The company has invested $18.7 billion in its operations over
the last three years with $8.6 billion dedicated to growth projects
and $10 billion spent on the purchase of a majority stake in oil
and gas explorer Cairn India Ltd. (532792.BY), Zinc International
from Anglo American PLC (AAL.LN) and its Liberia iron ore
project.
In the last financial year, free cashflow exceeded capital
expenditure for the first time since it began executing its major
capital expenditure program. Free cashflow was $3.4 billion
compared to $2.7 billion in capital expenditure.
The FTSE-100 miner now expects to spend $3.3 billion on growth
projects in the fiscal year ending March 31, 2014 after spending an
estimated $3.2 billion in this financial year.

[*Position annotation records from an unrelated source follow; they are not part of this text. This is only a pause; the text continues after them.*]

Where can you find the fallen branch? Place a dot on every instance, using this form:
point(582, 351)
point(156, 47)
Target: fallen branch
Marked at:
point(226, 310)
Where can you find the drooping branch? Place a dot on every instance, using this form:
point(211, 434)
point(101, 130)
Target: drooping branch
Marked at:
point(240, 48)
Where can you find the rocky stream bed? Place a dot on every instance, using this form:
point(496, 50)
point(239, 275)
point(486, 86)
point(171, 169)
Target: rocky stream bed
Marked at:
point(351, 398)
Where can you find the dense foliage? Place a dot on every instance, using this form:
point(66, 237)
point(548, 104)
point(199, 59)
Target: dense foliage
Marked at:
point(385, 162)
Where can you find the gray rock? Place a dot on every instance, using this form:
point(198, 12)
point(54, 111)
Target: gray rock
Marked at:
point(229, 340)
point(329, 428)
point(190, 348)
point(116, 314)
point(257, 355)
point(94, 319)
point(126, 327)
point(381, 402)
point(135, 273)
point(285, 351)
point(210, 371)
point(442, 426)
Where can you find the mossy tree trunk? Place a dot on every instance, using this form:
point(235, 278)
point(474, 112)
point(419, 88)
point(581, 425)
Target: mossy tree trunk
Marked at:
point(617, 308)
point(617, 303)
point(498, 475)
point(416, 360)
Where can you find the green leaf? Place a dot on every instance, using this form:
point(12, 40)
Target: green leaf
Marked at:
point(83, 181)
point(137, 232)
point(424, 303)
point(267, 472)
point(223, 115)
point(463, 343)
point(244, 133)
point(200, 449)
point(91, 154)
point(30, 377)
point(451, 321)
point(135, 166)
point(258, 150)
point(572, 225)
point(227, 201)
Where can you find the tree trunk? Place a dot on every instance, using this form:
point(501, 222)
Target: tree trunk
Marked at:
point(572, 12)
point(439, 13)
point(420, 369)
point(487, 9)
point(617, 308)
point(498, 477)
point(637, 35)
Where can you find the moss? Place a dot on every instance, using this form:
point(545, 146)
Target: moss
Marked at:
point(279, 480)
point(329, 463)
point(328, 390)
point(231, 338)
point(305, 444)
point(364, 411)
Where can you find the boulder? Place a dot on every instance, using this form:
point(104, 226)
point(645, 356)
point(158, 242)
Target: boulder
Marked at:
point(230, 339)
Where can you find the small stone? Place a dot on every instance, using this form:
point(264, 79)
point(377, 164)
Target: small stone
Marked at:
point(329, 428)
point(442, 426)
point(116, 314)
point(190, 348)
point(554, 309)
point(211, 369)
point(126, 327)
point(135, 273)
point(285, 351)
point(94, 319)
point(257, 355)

Capital expenditure
will then drop to $1.3 billion in financial 2015.
Vedanta said it plans to invest a total of $2.1 billion on
metals and mining projects up to 2015 and $1.2 billion on oil and
gas exploration in the Indian state of Rajasthan until 2014.
It has alotted a further $2.6 billion in flexible capital
expenditure, which is contingent on securing regulatory approvals.
It has allotted $1.8 billion for aluminum, copper and iron ore
projects until 2015 and a further $0.8 billion for oil and gas
investment outside of Rajasthan until 2014.
MS Mehta declined to provide a figure on how much the free cash
flow would grow in coming years during a call with journalists.